# Dual Branch Model Training
Training notebook for the DualBranchModel (Summary + VPIN LSTM)

In [None]:
# Mount Google Drive
from google.colab import drive
drive.mount('/content/drive')

In [None]:
import torch
import torch.nn as nn
import torch.optim as optim
from torch.utils.data import DataLoader
import torch.nn.utils.rnn as rnn_utils
import pandas as pd
import numpy as np
from pathlib import Path
import matplotlib.pyplot as plt
from tqdm.auto import tqdm

# Import CTAFlow modules
from CTAFlow.models.deep_learning.multi_branch.dual_model import DualBranchModel
from CTAFlow.models.intraday_momentum import DeepIDMomentum
from CTAFlow.data.model_datasets import DualDataset

# Check device
device = torch.device('cuda' if torch.cuda.is_available() else 'cpu')
print(f'Using device: {device}')

In [None]:
# Configuration
DATA_DIR = Path('/content/drive/MyDrive/cl')

# File paths - adjust these to match your files
INTRADAY_PATH = DATA_DIR / 'cl_intraday.csv'  # Intraday OHLCV data (required for DeepIDMomentum)
CL_FEATURES_PATH = DATA_DIR / 'cl_features.csv'  # Summary features
VPIN_PATH = DATA_DIR / 'CL_vpin.parquet'  # Sequential data (VPIN)
TARGET_PATH = DATA_DIR / 'targets.csv'  # Optional, set to None if targets in cl_features

# Model hyperparameters
MAX_SEQ_LEN = 200
LSTM_HIDDEN = 64
DENSE_HIDDEN = 128
BATCH_SIZE = 32
LEARNING_RATE = 1e-3
EPOCHS = 50
VAL_SPLIT = 0.2

# Normalization configuration
NORMALIZE_SEQUENTIAL = True  # Whether to normalize sequential features using DeepIDMomentum
SEQUENTIAL_COLS = ['vpin', 'bucket_return', 'log_duration']  # Columns to use from sequential data

## Data Loading & Normalization

We use `DeepIDMomentum` to load and normalize the sequential data, then create a `DualDataset` for training.

In [None]:
# Load data using DeepIDMomentum for normalization
print("Loading data with DeepIDMomentum...")
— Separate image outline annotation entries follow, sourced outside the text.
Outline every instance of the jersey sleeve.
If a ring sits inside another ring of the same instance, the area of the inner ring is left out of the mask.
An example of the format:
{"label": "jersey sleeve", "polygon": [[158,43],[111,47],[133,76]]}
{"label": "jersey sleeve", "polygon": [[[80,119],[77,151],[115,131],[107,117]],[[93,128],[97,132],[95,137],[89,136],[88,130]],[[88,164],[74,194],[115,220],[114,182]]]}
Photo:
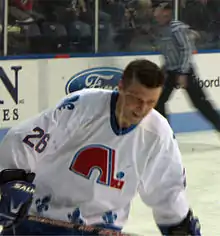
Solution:
{"label": "jersey sleeve", "polygon": [[0,171],[21,168],[34,171],[36,163],[59,149],[82,121],[79,94],[65,97],[55,108],[9,130],[0,144]]}
{"label": "jersey sleeve", "polygon": [[157,225],[181,222],[189,211],[180,150],[172,133],[158,138],[144,168],[139,194],[152,208]]}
# Initialize DeepIDMomentum to leverage its normalization capabilities
deep_model = DeepIDMomentum.from_files(
    intraday_path=str(INTRADAY_PATH),
    features_path=str(CL_FEATURES_PATH),
    sequential_path=str(VPIN_PATH),
    target_path=str(TARGET_PATH) if TARGET_PATH and TARGET_PATH.exists() else None,
    target_col='Target'
)

# Normalize sequential features if enabled
if NORMALIZE_SEQUENTIAL:
    print("Normalizing sequential features...")
    # Get sequential columns that exist in the data
    available_cols = [col for col in SEQUENTIAL_COLS if col in deep_model.sequential_data.columns]
    
    # DeepIDMomentum's normalize_sequential_features handles market profile data
    # For VPIN data, we'll apply standard scaling
    from sklearn.preprocessing import StandardScaler
    
    scaler = StandardScaler()
    deep_model.sequential_data[available_cols] = scaler.fit_transform(
        deep_model.sequential_data[available_cols]
    )
    deep_model.training_data['sequential'] = deep_model.sequential_data
    
    print(f"Normalized columns: {available_cols}")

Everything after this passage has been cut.